Je ne comprends pas...


----------



## ComposerOfAvantGarde

Ilarion said:


> My friend Linda Womack is a beautiful violist and she's married to a great man and they have wonderful children. I showed her what you wrote - She was greatly offended. So please, be jut a little more circumspect, ok?


Ilaron: i play viola :|


----------



## Ilarion

ComposerOfAvantGarde said:


> Ilaron: i play viola :|


Thats great...Hey, might you know the name of a, I believe, Canadian violist who recorded Bach's Cello Suites transcribed for viola?


----------



## jericollins

Tanya Solomon did it, but she is not Canadian, so you might be thinking of someone else.


----------



## 1611PB

In high school I sat next to the violists. They coined the use of the phrase "once in a blue moon" and were ecstatic to learn of five-string violas as it meant they would actually get to do something other than sit at rest or 
play back-up.

The viola is such an underrated ******* child in the string section. 

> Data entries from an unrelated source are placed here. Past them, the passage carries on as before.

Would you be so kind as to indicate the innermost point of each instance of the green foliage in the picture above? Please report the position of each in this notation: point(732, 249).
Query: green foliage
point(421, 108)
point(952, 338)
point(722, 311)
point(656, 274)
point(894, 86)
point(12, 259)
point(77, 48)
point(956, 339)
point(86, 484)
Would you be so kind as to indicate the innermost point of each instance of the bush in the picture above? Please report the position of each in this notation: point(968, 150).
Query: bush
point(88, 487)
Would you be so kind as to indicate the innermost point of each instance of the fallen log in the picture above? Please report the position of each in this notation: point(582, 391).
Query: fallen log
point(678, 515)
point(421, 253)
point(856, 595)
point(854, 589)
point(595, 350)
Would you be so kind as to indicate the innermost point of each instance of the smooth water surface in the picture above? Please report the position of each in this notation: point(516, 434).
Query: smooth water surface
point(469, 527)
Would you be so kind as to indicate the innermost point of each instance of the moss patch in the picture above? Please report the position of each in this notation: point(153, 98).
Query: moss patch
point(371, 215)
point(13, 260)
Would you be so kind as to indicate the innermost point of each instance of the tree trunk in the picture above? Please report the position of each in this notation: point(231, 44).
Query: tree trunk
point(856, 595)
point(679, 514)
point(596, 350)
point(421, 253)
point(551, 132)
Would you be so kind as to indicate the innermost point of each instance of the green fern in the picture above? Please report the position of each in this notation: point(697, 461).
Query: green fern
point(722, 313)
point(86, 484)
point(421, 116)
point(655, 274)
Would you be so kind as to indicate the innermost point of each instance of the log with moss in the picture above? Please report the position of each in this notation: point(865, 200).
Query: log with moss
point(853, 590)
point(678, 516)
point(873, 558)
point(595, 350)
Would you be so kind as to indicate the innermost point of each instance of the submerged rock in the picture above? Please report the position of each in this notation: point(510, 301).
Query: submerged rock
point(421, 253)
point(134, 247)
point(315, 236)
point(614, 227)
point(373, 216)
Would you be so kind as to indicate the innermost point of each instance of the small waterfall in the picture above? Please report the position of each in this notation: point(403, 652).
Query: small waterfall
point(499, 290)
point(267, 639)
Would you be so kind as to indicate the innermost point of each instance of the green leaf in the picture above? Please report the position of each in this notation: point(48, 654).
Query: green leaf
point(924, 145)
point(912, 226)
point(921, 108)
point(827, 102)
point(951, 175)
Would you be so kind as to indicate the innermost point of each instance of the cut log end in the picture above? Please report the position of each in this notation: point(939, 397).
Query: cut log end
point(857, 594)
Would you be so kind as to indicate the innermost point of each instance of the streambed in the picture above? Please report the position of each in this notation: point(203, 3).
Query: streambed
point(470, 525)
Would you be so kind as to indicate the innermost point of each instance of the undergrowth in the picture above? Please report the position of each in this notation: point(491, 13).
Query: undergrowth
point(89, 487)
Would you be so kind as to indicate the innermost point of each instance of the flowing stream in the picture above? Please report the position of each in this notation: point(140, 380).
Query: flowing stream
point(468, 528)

How do you become the butt of a bad orchestral joke? You play an instrument almost entirely covered in range by the bass section and the treble section covers all but the "C" string range. You know it's bad when the cellists are mocking you by making their instruments seem to laugh on command.

What is the difference between the double bassist & a violist?
One is rare but has a job in the orchestra. The other is the product of an adulterous union of superfluity & boredom.


----------



## 1611PB

Well, that's interesting; the word I used meaning a fatherless male was censored. 
Sigh. Political correctness is more backward than a viola.


----------